Lovely thought, wouldn’t you say? Except Dr. Wayne Sailor, one of the professors at the University of Kansas who co-authored this research, published this same idea “to end segregation of special education students” in the book The Comprehensive Local School: Regular Education for All Students with Disabilities (Paul H. Brookes Publishing, 1989) when he was at San Francisco State University. That’s over a quarter of a century ago! The reason I recognized it? Because that book was my “Bible” of sorts that inspired me to spend a large part of my adult life fighting public education (and prevailing) over segregation and discrimination of special education students.

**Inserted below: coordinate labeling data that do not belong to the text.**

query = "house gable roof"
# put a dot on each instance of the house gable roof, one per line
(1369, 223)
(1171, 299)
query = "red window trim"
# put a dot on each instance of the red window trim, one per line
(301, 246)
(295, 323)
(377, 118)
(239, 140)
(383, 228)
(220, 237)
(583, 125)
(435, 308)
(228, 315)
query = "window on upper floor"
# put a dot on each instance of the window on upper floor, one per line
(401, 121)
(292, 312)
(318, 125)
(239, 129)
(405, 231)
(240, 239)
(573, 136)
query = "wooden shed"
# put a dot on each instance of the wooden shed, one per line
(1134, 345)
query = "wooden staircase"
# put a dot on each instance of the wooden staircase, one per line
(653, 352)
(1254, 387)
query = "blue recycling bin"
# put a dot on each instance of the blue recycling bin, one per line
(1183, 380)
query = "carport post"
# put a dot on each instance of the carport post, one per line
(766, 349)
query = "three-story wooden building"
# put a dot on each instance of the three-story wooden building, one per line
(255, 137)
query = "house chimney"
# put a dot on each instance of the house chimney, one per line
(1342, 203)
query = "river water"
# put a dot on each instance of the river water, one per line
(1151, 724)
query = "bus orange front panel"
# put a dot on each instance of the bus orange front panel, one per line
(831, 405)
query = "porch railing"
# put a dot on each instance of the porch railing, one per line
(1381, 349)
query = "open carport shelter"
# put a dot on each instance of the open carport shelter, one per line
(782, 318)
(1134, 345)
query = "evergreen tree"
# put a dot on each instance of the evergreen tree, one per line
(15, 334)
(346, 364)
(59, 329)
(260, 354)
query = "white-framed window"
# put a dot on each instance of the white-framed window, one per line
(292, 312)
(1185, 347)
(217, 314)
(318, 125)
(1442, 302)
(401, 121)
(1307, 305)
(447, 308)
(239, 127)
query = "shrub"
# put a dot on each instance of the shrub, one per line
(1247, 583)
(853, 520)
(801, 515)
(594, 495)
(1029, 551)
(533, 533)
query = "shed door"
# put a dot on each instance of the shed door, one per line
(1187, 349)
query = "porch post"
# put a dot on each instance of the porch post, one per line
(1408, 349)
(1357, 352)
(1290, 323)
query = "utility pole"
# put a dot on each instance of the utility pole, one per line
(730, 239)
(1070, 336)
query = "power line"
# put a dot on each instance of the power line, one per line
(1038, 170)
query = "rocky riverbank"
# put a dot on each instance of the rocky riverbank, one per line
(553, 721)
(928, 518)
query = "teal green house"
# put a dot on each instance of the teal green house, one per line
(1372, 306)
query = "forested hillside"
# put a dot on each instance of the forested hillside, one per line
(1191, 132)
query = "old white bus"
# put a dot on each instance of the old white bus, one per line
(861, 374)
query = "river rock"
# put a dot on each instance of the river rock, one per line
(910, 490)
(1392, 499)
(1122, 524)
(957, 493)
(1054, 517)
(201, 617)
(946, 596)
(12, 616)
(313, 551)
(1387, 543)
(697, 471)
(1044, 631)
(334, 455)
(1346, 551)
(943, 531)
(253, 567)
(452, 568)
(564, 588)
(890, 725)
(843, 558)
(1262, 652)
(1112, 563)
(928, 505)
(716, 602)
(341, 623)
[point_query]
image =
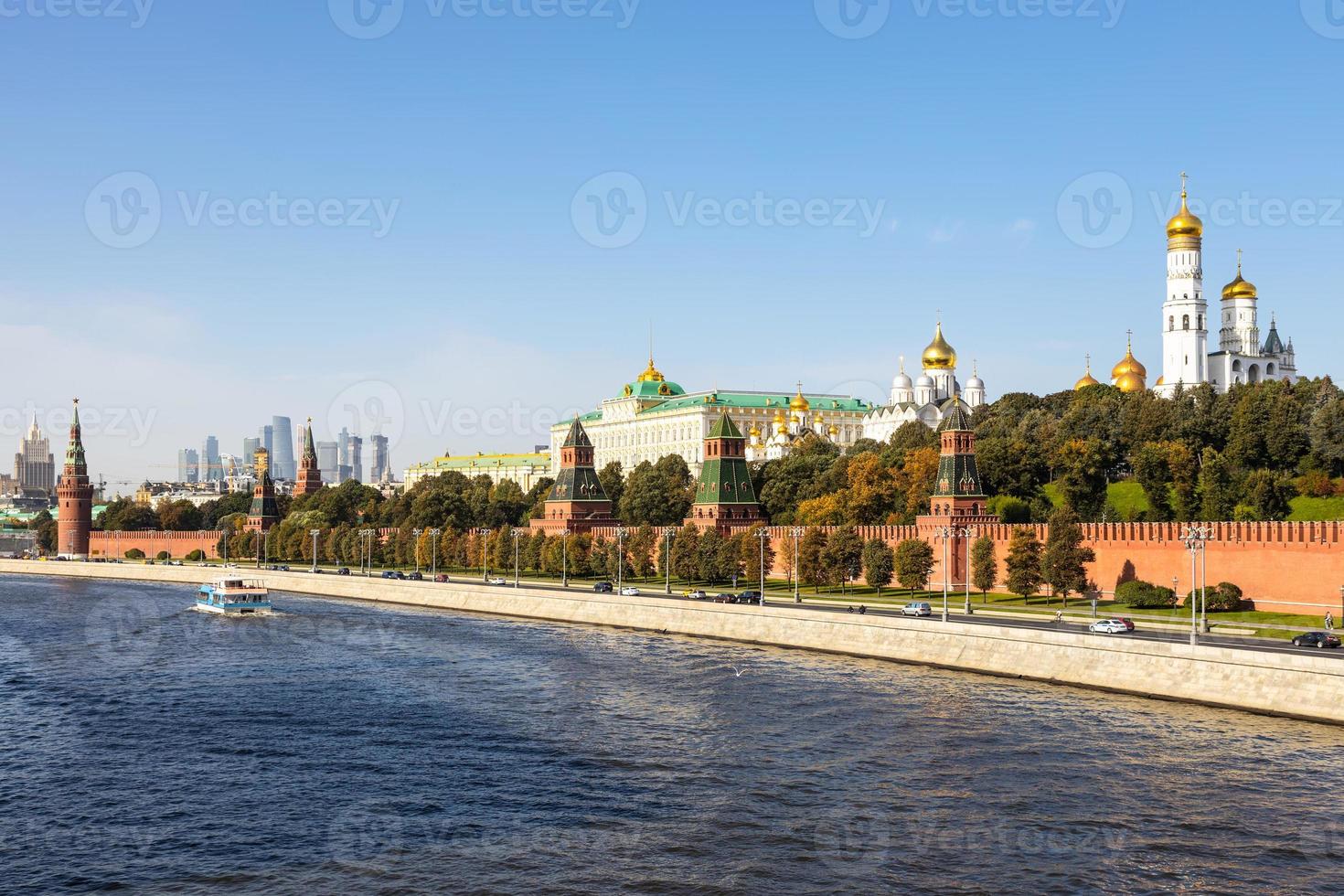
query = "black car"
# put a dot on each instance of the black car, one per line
(1316, 640)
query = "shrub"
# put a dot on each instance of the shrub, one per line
(1223, 597)
(1146, 595)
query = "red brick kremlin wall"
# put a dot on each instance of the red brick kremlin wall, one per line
(1286, 567)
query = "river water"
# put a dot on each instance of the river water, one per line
(346, 747)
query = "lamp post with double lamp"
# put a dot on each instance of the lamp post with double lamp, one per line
(797, 534)
(763, 534)
(1197, 539)
(517, 534)
(485, 540)
(667, 557)
(366, 536)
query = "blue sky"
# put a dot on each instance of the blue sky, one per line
(961, 126)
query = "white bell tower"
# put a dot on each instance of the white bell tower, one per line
(1184, 309)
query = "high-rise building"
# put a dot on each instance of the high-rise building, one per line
(283, 449)
(355, 449)
(210, 466)
(328, 461)
(74, 497)
(34, 466)
(188, 465)
(380, 464)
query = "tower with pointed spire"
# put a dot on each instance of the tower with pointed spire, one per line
(309, 477)
(723, 495)
(263, 512)
(577, 501)
(74, 497)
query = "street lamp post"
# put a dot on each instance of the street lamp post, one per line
(485, 541)
(797, 534)
(517, 534)
(763, 534)
(667, 558)
(620, 555)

In the foreword of his book published in 1989, Madeleine C. Will, former Assistant Secretary for the Office of Special Education and Rehabilitative Services (OSERS) of the United States Department of Education, well-known national advocate, and parent of a son with Down syndrome, writes:

The provision of the law calling for maximum integration is based on a recognition that separating children with disabilities from their peers, when not required for educational reasons, can impair the quality of the education they receive. Segregation often leads to the isolation of children with special needs. It can limit their opportunities for social interaction and make it more difficult for them to develop appropriate interpersonal skills. The lack of such skills creates obstacles to proper adjustment. Without the experience of living and working in community settings, it becomes more difficult for students with disabilities to live and work in the “real world” after they leave school. In addition, separate placements can stigmatize children with special needs. A sense of being different may cause a child to develop a negative self-image which can prove to be a greater obstacle to living a fulfilling life than any disability or learning problem…

 …The Comprehensive Local School: Regular Education for All Students with Disabilities is part of the continuing effort to develop models that will make it possible for all children with disabilities to be educated in regular educational settings.

That we are still discussing this concept of “inclusion” as if it were novel is disturbing and disheartening. And that the United States Department of Education continues to fund redundant research and programs, such as Sailor’s Schoolwide Integrated Framework for Transformation (SWIFT) to the tune of $24.5 million, the “largest grant in KU’s history,” for concepts that have been long-since proven to be educationally beneficial yet not implemented, has got to stop.

Once the 19th Amendment passed, I don’t recall over 25 years later hearing about women showing up at the polls only to be refused a ballot. And I don’t recall over 25 years after the passage of the Civil Rights Act hearing about signs mysteriously reappearing above water fountains for “White” and “Colored.”

So, who is to blame? The United States Department of Education and their Office for Civil Rights, first and foremost! No matter how you slice it or dice it, segregation and discrimination in special education is a civil rights issue. And, until we see it as such, there will be no concerted effort to end segregation and discrimination for individuals with disabilities so that they, and their families, can move forward permanently. We cannot champion this cause as fractionated groups related to a specific disability, be it autism, Down syndrome, cerebral palsy, hearing impaired, visually impaired, learning disabled. Until we see ourselves as ONE community, speaking for ONE civil right – the right to be counted, the right to be included – nothing will change.